Geometric group theory is the study of the interplay between groups and the spaces they act on, and has its roots in the works of Henri Poincaré, Felix Klein, J.H.C. Whitehead, and Max Dehn. Office Hours with a Geometric Group Theorist brings together leading experts who provide one-on-one instruction on key topics in this exciting and relatively new field of mathematics. It's like having office hours with your most trusted math professors.

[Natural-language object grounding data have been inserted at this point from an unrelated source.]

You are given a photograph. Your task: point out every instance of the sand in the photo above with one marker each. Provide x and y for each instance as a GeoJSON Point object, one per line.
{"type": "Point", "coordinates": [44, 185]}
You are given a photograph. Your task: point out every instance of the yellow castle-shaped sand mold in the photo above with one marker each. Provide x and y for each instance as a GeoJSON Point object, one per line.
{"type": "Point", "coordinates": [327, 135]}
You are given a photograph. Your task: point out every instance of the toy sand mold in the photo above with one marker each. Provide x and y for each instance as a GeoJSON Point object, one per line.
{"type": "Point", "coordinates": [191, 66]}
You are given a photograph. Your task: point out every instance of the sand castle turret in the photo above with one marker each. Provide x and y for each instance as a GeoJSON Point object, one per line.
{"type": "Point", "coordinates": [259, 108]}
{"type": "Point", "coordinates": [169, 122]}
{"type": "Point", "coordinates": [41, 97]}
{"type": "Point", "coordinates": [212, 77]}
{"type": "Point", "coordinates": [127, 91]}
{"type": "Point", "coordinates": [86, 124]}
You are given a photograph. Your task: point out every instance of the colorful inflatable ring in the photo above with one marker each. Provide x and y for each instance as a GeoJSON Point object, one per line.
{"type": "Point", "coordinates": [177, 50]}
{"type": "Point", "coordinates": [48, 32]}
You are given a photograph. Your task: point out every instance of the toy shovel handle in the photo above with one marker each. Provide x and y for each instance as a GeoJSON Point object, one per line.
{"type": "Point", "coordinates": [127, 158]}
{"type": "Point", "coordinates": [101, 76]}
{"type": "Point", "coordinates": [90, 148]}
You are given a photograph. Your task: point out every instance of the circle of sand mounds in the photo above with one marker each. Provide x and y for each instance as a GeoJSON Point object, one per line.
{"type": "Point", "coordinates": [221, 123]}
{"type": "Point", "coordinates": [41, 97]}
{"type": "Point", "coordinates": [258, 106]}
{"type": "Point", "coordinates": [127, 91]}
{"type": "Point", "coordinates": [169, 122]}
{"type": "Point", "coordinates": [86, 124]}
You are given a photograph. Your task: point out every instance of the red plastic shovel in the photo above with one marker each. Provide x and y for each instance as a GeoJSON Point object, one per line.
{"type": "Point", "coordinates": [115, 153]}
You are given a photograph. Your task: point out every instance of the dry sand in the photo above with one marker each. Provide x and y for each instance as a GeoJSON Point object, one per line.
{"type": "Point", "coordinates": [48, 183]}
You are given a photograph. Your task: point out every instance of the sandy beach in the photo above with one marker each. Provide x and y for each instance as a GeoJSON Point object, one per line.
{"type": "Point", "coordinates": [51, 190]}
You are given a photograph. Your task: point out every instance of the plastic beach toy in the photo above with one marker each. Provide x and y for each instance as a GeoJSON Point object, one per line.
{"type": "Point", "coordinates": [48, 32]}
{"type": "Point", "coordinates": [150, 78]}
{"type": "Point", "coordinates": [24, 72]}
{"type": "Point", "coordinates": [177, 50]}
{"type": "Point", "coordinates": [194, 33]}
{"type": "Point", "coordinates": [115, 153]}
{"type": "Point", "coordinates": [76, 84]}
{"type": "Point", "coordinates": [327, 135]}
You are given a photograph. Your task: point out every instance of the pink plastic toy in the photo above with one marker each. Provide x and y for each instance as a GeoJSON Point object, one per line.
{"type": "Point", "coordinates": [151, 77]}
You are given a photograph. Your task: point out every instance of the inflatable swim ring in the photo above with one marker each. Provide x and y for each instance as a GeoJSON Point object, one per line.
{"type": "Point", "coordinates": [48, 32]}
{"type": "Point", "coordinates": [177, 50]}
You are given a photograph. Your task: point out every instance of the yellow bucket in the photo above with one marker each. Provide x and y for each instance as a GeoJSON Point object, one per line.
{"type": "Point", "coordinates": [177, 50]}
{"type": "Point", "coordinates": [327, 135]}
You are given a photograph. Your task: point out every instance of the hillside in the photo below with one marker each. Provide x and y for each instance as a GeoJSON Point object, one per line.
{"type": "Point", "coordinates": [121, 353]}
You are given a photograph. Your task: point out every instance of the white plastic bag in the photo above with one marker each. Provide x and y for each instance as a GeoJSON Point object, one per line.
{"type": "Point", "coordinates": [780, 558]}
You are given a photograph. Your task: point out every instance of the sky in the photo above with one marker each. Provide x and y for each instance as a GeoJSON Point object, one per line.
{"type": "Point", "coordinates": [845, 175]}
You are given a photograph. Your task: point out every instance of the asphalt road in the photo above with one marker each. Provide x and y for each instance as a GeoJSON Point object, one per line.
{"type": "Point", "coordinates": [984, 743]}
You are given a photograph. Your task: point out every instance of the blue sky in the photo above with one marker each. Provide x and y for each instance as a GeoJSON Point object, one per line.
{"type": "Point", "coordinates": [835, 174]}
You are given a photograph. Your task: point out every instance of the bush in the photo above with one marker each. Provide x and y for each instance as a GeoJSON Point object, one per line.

An essential primer for undergraduates making the leap to graduate work, the book begins with free groups—actions of free groups on trees, algorithmic questions about free groups, the ping-pong lemma, and automorphisms of free groups. It goes on to cover several large-scale geometric invariants of groups, including quasi-isometry groups, Dehn functions, Gromov hyperbolicity, and asymptotic dimension. It also delves into important examples of groups, such as Coxeter groups, Thompson's groups, right-angled Artin groups, lamplighter groups, mapping class groups, and braid groups. The tone is conversational throughout, and the instruction is driven by examples.

Accessible to students who have taken a first course in abstract algebra, Office Hours with a Geometric Group Theorist also features numerous exercises and in-depth projects designed to engage readers and provide jumping-off points for research projects.

Assessment. For any undergraduates requiring a formal grade on this course, in addition to the presentations, I may give occasional problem sets.

Support. Office hours are by appointment. Please do not interpret this as no office hours! The Mathematics Support Center in Malott 256 also provides free tutoring, but if you're an undergraduate taking this course, then you're probably one of the tutors. I hope the group of students taking the course will constitute a stimulating and supportive community.